Я знаю, что у нас разные тела, разные сердца. Вы живете и мыслите иначе, чем я, но любим мы одинаково. Отсюда наше братство. У вас та же нежность, то же сострадание, вы преклоняете в жизни колени, вы ищете, кому бы отдать вашу душу. У нас сродство в любви и привязанности.
Помните первые годы нашего знакомства? Мы читали вместе детские сказки, толстые авантюрные романы, на добрых полгода отдаваясь их чарам. Мы писали стихи, занимались химией, живописью и музыкой. У одного из вас была большая комната в третьем этаже — наша лаборатория и мастерская.
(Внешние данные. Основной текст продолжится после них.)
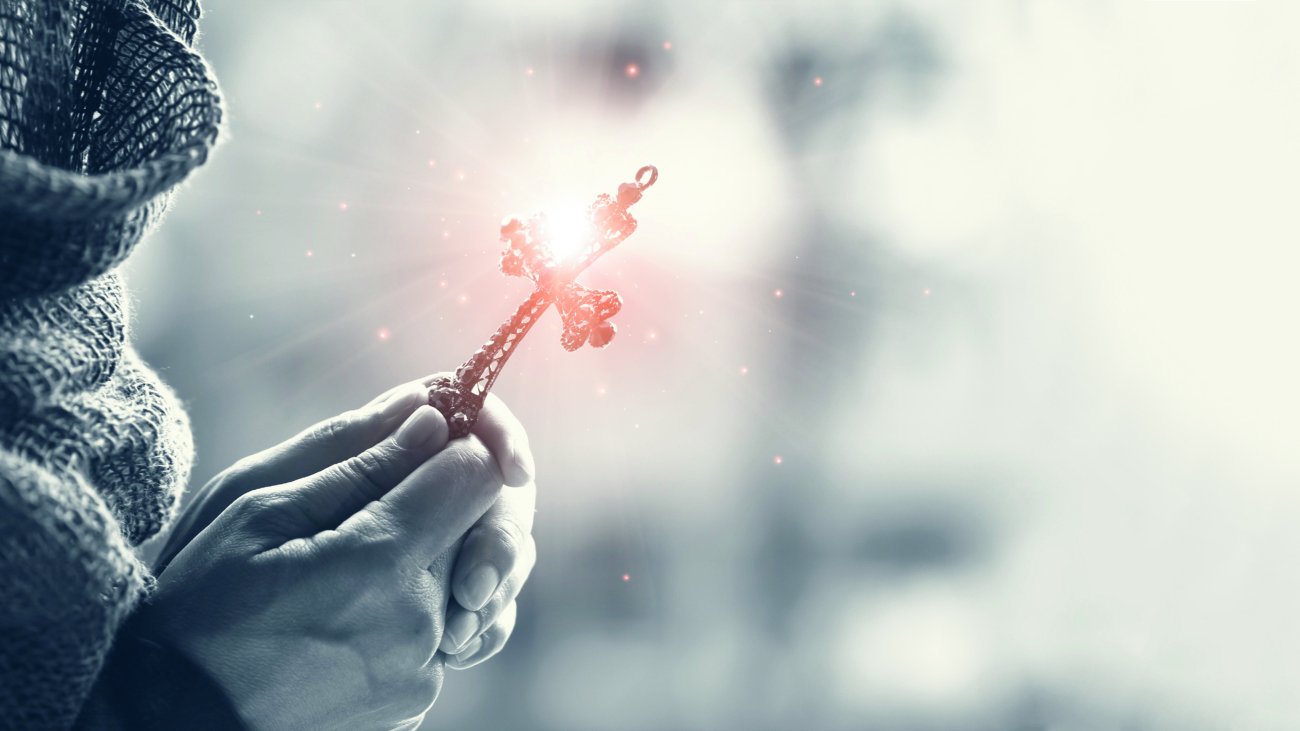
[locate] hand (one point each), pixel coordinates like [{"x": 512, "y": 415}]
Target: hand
[
  {"x": 498, "y": 553},
  {"x": 302, "y": 598}
]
В этом уединенном месте мы совершали наши детские проступки: ели подвешенный под потолком виноград; рискуя зрением, накаляли добела реторты; сочиняли трехактные комедии в стихах — я и сейчас перечитываю их, когда захочется посмеяться. Я так и вижу эту просторную комнату с широким окном, залитую ярким светом, заваленную старыми журналами, пренебрежительно брошенными гравюрами, просиженными стульями, колченогими мольбертами. Какой милой и веселой кажется она мне, когда я гляжу на свою теперешнюю мансарду, где стоит Лоранс, которая пугает меня и привлекает.
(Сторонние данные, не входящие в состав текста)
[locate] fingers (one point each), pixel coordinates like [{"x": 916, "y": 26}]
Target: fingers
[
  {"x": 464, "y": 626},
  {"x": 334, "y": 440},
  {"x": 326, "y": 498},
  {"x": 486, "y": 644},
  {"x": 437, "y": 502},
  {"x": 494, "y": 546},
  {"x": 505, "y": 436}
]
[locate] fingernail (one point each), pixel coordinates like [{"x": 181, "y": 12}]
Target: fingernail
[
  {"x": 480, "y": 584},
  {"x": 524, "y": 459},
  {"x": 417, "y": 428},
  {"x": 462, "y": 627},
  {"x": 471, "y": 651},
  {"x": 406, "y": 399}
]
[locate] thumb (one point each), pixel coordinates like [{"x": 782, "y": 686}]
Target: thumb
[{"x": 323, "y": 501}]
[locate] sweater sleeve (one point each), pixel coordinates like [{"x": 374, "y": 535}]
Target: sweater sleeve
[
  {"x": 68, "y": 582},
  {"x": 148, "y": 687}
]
Позднее мы стали упиваться свежим воздухом. Началось безвредное опьянение полями и дальними прогулками. Нас охватило какое-то безумие, ничто не могло нас удержать. Реторты были разбиты, виноград забыт, дверь лаборатории заперта. Мы уходили утром, еще до рассвета. Я появлялся под вашими окнами еще ночью и вызывал вас; с ягдташем за спиной, с ружьем на плече, мы торопливо покидали город. За какой дичью мы охотились, я и сам не знаю; мы бродили по росе, бегали среди высоких трав, гнувшихся с быстрым сухим треском, валялись на лугу, как вырвавшиеся на волю жеребята. Когда мы возвращались домой, ягдташ был пуст, но голова и сердце переполнены.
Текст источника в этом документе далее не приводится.